C’était fou. Beau. Tant les réponses que les silences qu’ils s’échangeaient. Ils ont ouvert une porte essentielle à l’équilibre des semaines et mois à venir. C’est si précieux que le couple “amant” trouve ses propres clés de fonctionnement. Que les besoins, peurs, envies de chacun aient pu s’exprimer, être accueillis, désamorcés.
- J’ai peur de ne plus être désirable, désirée. J’ai peur de me noyer dans mon rôle de mère et d’oublier de nourrir aussi ma sphère intime, sensuelle. Et en même temps, ma priorité sera mon bébé et dormir!
- J’ai peur de ne pas trouver ma place. C’est con .. Peur qu’elle n’ait plus besoin de sexe, plus envie. On est très complices, très tactiles.. ça pourrait peut-être vite me manquer.
Puis, ils ont échangé sur leurs besoins, ce qu’ils aimaient tant dans leur quotidien actuel et qu’ils avaient peur de perdre:
J’ai besoin de sentir tes mains douces sur moi. Que tu me vois, me soutiennes, m’écoutes. Que tu continues de me serrer dans tes bras. Que tu te couches près de moi, que tu te blottisses, que ta respiration se cale sur la mienne.
J’ai besoin de tes regards profonds au fond de mes yeux, pour me signifier que tu es ma partenaire, celle qui est là, toujours, ça me rassure. J’aime quand tu viens m’embrasser, si intensément, que je ressens toute ta vulnérabilité, ta puissance et ta douceur. Tout cela dans un baiser.

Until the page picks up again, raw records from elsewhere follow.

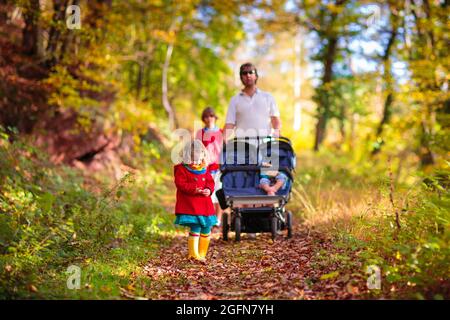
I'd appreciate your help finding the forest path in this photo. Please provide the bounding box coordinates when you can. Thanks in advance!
[136,224,367,300]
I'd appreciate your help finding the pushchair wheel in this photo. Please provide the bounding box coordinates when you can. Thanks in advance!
[270,215,278,240]
[286,211,292,238]
[222,212,230,241]
[234,216,241,242]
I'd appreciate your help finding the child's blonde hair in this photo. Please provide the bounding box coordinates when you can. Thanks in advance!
[180,139,209,164]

J’aime notre complicité, celle d’un regard, d’un sourire, une main qui se pose avec une légère pression sur mon bras.. juste parce que c’est toi, c’est nous. Juste parce que cela ne changera pas, jamais.
Où commence la sexualité? Comment signifier à l’autre qu’on le voit, qu’il compte, qu’on l’aime immensément? L’acte avec pénétration est si réducteur d’une sexualité consciente, aimante, vraie, sincère et complice.
Ils étaient beaux, sereins, souriants et complices après nos échanges. Ils ont écouté les besoins et peurs de l’autre. Ils se sont entendus sur ce qui définissait leur sexualité, ce qu’elle venait nourrir chez eux et dans leur couple. Ils ont chacun dans un coin dans leur tête ces petits gestes du quotidien si importants pour rassurer l’autre, pour maintenir cette certitude de “je suis là, près de toi, et j’aime tant ta présence en retour”. Soutenir leur intimité, leur sexualité, qui prend naissance bien avant un “simple” acte sexuel avec pénétration. Un fil invisible qui leur est propre et qui leur permettra de dire par le toucher, le regard, la présence, le sourire, les paroles, Ô combien ils s’aiment, se désirent.
Puis quitte à bousculer un peu, nous avons parlé du “devoir conjugal” Has Been comme Jaja, du consentement, de la douleur qui ne doit jamais devenir une normalité, de la responsabilité qu’on avait chacun envers soi-même, son désir, ses besoins. Que la masturbation et les Sextoys c’est pas que pour les autres, que ça peut aussi être une façon de retrouver et revisiter son corps. Lui donner du plaisir sans en faire porter la responsabilité à son partenaire.
La graine est semée. La porte est ouverte. Ils sauront se saisir à nouveau de tout cela si leur Sexualité devait devenir une crispation après l’arrivée de leur petite merveille.
Ils savent qu’un temps sera nécessaire pour ré-apprivoiser la sexualité après cette immense ouverture du corps maternel ayant donné la vie, après le tsunami familial des premières semaines.
Ils savent que se retrouver soi est souvent un pré requis avant de retrouver l’autre. Que permettre cela à son partenaire est une signe de respect et d’écoute.
Ils savent que possiblement le désir, les ressentis, le rythme sexuel seront différents, mais que cela n’est ni un problème ni un sujet tabou.
Ils savent que le langage de l’amour et de l’intimité n’est pas qu’affaire de plaisir charnel.
Et ils savent qu’une sexualité lente, consciente, délicate, sensuelle, débordante d’écoute, d’attention, de petits gestes précieux et de regards vrais, où la vitesse est délaissée pour la pleine présence à l’autre et à ses sens, bien loin de tout objectif de durée et de performance, est un voyage merveilleux qui nourrit un désir bien plus vaste que le désir ardent de la chair.
Le sexe sans tabou, c’est aussi de ça dont on parle avec sa Doula!